Amritesh Kumar

Posted on Apr 10 • Edited on Apr 11

From Flat Files to a Living Memory: Building Graph-Based Semantic Memory for PocketPaw

#pocketpaw #rag #networkx #vectordatabase

TL;DR — I upgraded PocketPaw’s memory from a line-based file store to a hybrid semantic memory: (1) vector-backed retrieval for relevance-aware recall, and (2) a small knowledge graph for entity/relationship tracking. The result: the agent remembers semantically, connects concepts across sessions, and surfaces context proactively.

Link: https://github.com/pocketpaw/pocketpaw/issues/455

Why change the memory system?

PocketPaw's original memory (memory/file_store.py) stores facts as plain text lines. That model is simple and reliable, but it fails at several important agent behaviors:

Lexical-only recall: users must repeat keywords to be found.
No relationships: facts stay isolated (e.g., "Project X uses React" doesn't connect to "React 19 has breaking changes").
Poor cross-session continuity: facts are hard to prioritize/retrieve semantically across long histories.
No decay, timestamps, or metadata to shape relevance over time.

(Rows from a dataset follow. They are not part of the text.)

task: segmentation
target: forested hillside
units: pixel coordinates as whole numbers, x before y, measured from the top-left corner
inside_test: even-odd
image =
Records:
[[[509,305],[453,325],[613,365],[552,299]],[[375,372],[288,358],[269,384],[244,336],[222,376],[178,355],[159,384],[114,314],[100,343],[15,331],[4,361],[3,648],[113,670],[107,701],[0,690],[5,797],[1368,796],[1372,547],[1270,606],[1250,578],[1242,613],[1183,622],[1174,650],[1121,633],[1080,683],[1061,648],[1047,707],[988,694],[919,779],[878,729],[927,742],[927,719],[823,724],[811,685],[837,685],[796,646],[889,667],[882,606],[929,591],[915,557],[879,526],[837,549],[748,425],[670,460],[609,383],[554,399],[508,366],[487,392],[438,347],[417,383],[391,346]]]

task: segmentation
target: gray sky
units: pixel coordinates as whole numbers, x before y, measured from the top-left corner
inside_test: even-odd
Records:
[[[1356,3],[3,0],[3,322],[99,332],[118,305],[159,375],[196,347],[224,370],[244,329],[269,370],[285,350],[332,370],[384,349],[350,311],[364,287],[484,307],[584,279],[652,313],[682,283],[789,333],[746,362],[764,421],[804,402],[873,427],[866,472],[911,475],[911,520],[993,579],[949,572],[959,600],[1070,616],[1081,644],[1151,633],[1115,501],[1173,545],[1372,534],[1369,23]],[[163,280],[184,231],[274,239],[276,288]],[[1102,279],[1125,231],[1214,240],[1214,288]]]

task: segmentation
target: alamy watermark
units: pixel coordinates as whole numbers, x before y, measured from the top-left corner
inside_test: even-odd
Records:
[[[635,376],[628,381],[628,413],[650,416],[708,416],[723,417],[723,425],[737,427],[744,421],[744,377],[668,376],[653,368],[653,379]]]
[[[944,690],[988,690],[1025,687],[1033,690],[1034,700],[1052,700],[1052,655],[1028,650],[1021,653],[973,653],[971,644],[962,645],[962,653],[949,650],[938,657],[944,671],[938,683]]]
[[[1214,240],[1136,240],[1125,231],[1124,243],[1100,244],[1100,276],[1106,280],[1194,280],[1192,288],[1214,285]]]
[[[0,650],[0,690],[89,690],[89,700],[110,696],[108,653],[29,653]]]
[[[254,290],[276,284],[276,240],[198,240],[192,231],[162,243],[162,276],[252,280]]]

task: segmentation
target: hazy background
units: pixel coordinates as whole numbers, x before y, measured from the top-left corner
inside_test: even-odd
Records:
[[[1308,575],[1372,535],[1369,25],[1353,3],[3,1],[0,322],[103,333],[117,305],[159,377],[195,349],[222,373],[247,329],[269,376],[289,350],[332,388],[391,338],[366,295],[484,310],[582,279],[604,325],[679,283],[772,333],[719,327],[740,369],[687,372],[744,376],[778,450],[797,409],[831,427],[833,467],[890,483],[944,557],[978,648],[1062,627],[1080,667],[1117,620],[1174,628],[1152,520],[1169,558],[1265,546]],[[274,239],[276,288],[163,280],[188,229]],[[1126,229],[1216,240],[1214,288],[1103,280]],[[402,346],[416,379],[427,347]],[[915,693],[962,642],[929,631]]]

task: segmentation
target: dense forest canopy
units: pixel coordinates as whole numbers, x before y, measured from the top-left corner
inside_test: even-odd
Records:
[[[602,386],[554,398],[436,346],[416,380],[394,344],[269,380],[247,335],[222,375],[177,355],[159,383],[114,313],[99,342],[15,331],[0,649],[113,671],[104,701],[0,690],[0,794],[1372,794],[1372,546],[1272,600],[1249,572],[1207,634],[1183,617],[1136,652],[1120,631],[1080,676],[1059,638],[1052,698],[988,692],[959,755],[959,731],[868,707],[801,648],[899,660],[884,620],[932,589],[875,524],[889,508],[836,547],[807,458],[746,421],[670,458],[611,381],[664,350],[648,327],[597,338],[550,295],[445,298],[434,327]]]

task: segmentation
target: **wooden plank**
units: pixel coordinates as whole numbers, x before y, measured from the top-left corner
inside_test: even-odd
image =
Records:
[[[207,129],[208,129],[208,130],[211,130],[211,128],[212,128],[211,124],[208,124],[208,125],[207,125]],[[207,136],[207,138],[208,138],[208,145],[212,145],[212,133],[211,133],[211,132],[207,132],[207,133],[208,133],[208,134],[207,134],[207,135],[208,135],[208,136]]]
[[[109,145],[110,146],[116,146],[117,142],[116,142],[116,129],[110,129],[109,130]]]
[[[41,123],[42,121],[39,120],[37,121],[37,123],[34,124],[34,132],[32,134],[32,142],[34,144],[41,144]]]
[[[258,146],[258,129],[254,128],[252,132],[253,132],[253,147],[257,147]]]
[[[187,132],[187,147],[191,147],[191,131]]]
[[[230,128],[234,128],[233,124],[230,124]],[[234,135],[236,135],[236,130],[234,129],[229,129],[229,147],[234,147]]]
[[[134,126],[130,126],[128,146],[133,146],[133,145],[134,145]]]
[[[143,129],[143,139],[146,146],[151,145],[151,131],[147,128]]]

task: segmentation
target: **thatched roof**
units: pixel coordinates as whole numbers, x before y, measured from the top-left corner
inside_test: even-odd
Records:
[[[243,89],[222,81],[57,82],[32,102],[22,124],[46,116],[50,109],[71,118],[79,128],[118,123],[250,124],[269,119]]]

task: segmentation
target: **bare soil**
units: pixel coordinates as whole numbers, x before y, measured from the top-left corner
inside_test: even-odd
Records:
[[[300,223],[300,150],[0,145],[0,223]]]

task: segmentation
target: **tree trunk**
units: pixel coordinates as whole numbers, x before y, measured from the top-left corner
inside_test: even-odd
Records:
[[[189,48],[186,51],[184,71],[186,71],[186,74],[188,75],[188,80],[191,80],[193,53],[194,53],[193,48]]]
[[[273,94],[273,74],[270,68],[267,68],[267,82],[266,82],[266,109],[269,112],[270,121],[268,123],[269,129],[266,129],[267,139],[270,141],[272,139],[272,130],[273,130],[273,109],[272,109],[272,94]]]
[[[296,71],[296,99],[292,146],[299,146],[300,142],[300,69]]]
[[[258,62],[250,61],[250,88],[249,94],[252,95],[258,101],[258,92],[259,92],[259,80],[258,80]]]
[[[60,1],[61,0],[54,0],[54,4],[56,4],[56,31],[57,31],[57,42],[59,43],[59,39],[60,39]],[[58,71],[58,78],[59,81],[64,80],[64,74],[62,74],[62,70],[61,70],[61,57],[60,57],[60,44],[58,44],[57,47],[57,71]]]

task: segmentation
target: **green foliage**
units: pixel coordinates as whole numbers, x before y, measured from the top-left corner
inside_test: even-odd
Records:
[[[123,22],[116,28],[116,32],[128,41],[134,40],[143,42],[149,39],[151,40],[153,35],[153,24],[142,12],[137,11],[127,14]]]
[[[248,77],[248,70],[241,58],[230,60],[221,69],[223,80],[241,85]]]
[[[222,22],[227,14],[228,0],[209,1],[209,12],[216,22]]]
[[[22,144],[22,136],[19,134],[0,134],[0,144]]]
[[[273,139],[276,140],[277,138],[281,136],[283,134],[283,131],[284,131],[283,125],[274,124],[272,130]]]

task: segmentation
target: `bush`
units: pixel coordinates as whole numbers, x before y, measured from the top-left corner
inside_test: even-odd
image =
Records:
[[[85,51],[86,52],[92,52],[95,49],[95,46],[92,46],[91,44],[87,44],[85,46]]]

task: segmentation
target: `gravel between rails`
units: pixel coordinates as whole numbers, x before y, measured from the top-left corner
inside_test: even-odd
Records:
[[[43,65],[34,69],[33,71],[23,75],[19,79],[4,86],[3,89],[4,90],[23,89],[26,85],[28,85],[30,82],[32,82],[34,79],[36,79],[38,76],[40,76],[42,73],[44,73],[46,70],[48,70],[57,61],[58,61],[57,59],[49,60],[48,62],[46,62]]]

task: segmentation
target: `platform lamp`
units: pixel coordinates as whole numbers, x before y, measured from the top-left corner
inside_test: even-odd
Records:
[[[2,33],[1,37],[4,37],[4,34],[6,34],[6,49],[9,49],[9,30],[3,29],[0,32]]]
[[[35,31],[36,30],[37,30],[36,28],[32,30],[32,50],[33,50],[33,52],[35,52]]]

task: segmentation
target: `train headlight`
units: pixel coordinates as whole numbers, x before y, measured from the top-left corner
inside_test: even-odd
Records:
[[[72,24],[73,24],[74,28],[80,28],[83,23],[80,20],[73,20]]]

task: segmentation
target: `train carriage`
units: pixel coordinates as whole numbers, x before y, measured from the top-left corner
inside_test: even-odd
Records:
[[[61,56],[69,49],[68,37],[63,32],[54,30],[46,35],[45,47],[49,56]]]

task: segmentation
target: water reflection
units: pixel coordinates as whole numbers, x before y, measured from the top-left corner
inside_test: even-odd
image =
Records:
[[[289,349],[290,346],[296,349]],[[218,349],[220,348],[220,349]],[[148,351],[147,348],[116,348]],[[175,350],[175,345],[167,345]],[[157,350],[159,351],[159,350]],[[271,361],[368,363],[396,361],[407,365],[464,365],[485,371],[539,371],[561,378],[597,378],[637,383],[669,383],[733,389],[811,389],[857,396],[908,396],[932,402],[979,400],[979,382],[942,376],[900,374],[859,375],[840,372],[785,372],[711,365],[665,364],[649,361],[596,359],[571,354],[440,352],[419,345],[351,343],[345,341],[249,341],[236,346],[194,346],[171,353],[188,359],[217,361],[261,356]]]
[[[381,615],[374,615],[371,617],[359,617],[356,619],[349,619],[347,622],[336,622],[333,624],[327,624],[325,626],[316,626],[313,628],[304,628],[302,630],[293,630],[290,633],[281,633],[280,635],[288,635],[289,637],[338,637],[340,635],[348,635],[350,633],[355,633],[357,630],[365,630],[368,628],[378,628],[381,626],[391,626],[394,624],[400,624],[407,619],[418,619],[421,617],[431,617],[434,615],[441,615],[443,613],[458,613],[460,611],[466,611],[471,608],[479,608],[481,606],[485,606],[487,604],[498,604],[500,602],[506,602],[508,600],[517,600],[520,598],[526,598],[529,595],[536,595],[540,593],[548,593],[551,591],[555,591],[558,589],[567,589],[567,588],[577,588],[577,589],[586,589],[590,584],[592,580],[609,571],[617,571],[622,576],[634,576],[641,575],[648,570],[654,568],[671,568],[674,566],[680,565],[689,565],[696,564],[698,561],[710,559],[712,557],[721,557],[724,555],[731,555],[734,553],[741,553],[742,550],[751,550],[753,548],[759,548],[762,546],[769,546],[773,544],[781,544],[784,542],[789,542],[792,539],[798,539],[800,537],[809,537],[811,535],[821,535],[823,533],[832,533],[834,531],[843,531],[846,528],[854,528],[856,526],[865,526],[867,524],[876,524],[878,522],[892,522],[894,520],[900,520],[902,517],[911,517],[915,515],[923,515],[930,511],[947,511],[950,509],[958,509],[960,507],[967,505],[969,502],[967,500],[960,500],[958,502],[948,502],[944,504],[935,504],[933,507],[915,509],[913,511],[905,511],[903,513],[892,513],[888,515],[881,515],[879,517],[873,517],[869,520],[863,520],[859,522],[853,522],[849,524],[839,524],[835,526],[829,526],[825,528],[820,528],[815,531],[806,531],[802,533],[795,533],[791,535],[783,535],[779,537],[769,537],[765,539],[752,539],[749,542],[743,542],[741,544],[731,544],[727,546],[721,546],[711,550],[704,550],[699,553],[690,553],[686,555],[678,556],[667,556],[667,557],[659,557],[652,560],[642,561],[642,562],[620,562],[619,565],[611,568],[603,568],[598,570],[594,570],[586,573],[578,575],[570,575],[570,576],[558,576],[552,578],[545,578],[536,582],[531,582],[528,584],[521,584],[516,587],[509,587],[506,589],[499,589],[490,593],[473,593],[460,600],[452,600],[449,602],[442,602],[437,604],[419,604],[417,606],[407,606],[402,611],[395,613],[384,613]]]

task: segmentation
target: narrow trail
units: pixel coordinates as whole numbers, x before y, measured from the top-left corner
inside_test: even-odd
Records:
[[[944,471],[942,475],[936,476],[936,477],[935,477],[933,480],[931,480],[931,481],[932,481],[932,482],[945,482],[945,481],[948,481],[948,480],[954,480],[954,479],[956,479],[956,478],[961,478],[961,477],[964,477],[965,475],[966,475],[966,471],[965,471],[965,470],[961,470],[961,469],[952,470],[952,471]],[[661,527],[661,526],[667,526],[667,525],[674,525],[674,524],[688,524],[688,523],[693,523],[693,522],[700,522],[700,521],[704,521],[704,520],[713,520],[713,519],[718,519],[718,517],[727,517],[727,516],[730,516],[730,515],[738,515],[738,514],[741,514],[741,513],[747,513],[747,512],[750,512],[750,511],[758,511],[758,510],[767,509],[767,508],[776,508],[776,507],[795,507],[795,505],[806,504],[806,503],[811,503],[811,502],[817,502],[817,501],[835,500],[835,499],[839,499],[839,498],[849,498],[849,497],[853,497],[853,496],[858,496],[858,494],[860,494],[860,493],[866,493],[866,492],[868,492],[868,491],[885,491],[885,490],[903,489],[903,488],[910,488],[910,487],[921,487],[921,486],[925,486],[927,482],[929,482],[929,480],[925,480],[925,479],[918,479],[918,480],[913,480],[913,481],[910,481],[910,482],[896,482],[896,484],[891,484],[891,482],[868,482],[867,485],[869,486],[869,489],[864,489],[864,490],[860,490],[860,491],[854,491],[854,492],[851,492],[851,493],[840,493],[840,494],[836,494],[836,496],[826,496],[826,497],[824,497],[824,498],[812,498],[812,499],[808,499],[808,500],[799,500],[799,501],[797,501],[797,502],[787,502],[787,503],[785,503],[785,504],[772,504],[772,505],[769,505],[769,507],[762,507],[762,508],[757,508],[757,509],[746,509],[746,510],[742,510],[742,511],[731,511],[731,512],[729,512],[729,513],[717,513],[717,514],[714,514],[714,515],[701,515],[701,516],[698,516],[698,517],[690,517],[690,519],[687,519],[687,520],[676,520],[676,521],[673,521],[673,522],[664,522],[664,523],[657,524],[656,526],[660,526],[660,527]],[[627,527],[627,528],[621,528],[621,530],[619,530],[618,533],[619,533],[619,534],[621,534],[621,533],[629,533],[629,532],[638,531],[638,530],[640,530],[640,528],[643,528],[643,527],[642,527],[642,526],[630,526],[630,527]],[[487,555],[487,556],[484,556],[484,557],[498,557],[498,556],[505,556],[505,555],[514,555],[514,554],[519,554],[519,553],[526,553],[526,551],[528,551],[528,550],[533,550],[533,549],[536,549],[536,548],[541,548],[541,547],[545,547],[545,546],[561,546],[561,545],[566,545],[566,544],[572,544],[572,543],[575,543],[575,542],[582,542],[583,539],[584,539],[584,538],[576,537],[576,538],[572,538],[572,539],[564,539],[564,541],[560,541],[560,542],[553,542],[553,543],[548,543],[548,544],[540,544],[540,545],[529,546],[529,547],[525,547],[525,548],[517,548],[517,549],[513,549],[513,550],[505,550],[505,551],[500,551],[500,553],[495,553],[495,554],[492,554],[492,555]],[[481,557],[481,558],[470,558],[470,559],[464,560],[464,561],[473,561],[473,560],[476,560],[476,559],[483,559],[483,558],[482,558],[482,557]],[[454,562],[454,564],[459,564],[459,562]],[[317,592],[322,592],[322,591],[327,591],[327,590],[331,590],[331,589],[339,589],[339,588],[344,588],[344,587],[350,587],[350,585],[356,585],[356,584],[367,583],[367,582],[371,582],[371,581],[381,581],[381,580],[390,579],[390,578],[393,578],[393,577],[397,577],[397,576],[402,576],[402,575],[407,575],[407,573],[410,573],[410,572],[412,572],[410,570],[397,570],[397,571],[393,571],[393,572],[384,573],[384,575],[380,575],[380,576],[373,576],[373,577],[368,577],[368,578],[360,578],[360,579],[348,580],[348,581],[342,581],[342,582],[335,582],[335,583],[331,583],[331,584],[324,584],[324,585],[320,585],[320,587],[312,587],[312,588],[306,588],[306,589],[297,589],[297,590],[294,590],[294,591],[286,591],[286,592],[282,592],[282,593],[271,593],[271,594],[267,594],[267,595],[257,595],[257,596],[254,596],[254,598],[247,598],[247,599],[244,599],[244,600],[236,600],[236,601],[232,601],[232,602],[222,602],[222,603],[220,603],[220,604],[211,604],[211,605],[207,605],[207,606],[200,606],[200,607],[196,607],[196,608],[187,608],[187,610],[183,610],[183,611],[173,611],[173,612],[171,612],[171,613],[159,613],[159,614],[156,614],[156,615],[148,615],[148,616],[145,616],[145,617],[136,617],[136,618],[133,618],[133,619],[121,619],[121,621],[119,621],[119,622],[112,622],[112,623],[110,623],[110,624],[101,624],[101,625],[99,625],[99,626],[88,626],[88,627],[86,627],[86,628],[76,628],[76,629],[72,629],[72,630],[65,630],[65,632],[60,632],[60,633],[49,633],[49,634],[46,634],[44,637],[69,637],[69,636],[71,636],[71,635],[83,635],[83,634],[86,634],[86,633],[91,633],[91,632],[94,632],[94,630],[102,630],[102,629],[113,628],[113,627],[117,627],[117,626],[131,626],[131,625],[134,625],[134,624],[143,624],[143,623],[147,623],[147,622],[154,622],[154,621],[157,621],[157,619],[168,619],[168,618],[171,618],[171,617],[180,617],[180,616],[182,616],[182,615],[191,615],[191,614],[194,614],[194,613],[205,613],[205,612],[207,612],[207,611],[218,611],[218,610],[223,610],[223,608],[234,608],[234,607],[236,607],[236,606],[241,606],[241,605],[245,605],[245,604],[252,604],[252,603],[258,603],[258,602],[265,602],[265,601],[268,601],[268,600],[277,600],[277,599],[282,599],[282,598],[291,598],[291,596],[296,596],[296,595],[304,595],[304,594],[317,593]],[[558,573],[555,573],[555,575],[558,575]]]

These limitations make the agent brittle for longer-term, proactive assistance. To fix that, we implemented two complementary features: vector-backed retrieval and a lightweight knowledge graph.

Design goals

Semantically meaningful retrieval (no more exact keyword matching).
Cross-session continuity and contextual prioritization.
Local-first: keep data on-device unless the user opts in.
Modular/backfill-friendly: fall back to file store and allow gradual migration.
Low operational overhead: support ChromaDB, Qdrant, or SQLite-vec as vector backends.

High-level architecture

Ingest pipeline (on writes)
- Normalize fact text, add metadata (timestamp, source, session_id).
- Produce an embedding using a configured embedding model.
- Store vector + metadata in a vector store (Chroma, Qdrant, or SQLite-vec).
- Run an entity/relationship extractor LLM to identify entities and relations; upsert into a lightweight graph (NetworkX or SQLite adjacency tables).
Retrieval pipeline (on agent turn)
- Query vector store for top-K relevant documents to the current prompt (RAG).
- Use graph queries to expand context (e.g., related entities, recent facts).
- Compose memory context to include top results + related graph edges; feed to the LLM.
Management
- Memory pruning, TTL/decay heuristics, and manual UI for inspection & edits.

Diagram (simplified):
User ↔ Agent → Writes → [Embeddings → Vector Store] + [LLM extraction → Graph DB]
Agent ← Retrieval ← Vector Store + Graph DB ← Context

Phase 1 — Vector-backed memory (what I implemented first)

Goals: make memories retrievable by semantic similarity while preserving the file-store fallback.

Key components:

Embedding model: nomic-embed-text (local model via Ollama or similar).
Vector stores: ChromaDB, Qdrant, SQLite-vec (selectable via config).
Minimal metadata: id, text, created_at, session_id, source, tags, vector_id.

Configuration (env):

POCKETPAW_MEMORY_BACKEND=vector     # file | vector | mem0
POCKETPAW_EMBEDDING_MODEL=nomic-embed-text
POCKETPAW_VECTOR_STORE=chromadb     # chromadb | qdrant | sqlite-vec

Write flow (pseudo):

def save_memory(text, source, session_id, tags=None):
    metadata = {
        "text": text,
        "source": source,
        "session_id": session_id,
        "created_at": now_iso(),
        "tags": tags or [],
    }
    embedding = embed_text(text)  # calls the configured embedding model
    vector_store.upsert(id=uuid4(), vector=embedding, metadata=metadata)
    # Graph extraction step runs here (Phase 2)

Retrieve flow (pseudo):

def retrieve_memories(query, top_k=8):
    q_emb = embed_text(query)
    hits = vector_store.query(vector=q_emb, top_k=top_k, filter=None)
    return [hit.metadata for hit in hits]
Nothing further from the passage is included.